I feel the Guru resides in the Guru Granth Sahib and is all pervading. The Grand building, the Italian marbles on the walls and floor, the ornate gold carat canopies, stunning chandeliers, and a five star kitchen - these only pump us up and make us feel good about our celebration of all the blessings we receive from Waheguru.
2: Harcharan Singh (Singapore), July 26, 2012, 8:55 PM.

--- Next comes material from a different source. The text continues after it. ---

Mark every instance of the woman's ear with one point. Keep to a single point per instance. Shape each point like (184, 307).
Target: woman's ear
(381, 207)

The Dubai gurduara sure looks majestic and kingly, which is a great achievement due to the efforts of both men. But I was just wondering, in our Guru's times, they hardly if ever got favours from the Mughal emperors. Even Guru Ram Das paid for the land that was to become Amritsar. What if in the future another leader from the government or from the benefactor's lineage decides to take back the land donated as of now? What will happen to all this opulence? From my reading of Sikh history, gurdwaras, etc. are built with sangat's money. At the present moment this has become less prevalent as the bills for such endeavours have sky rocketed. Sikhs should build trusts in the sangat's name in which rich millionaires can still put their money in. But when the money donated by the rich are in big amounts, then this might be a challenge as the money belongs to individuals. I am not condemning the building of the gurdwara by both benefactors, but we should be careful about such big endeavours. Also a simple gurdwara with a hospital and other charitable endeavours are a priority. Still, kudos to the builders and benefactors for such a noble and awe inspiring building. Gurdwara building sprees should come to an end and instead we must build investment and money growing entrepreneurial projects that will make a gurdwara like this self sufficient and Sikhs could even through that be able to pay the benefactor money for the land donated.
3: Harman Singh (California, USA), July 26, 2012, 9:39 PM.
Wow ... very impressive. Can't wait to see it in person. Congratulations to S. Surender Singh for a job well done.
4: Suneet (Mumbai , India), July 27, 2012, 2:34 AM.
My heartfelt thanks to His Highness Sheikh Mohammed bin Rashid for giving his permission and support to S. Surender Singh ji for building such a great monument. I can't wait to visit this place.
5: Kul Atwal (United Kingdom), July 27, 2012, 3:18 AM.
It sounds amazing! Going to Dubai in 2 weeks. Can't wait to visit and see this fabulous gurdwara.
6: Raminder (Coventry, England ), July 27, 2012, 2:58 PM.
Looks amazing ... can't wait to see this fabulous building.
7: Manjit (Brisbane, Australia), October 11, 2012, 12:01 PM.
It is simply beautiful ... no words can describe it adequately. Can't wait to visit it. Is there accommodation within the gurdwara?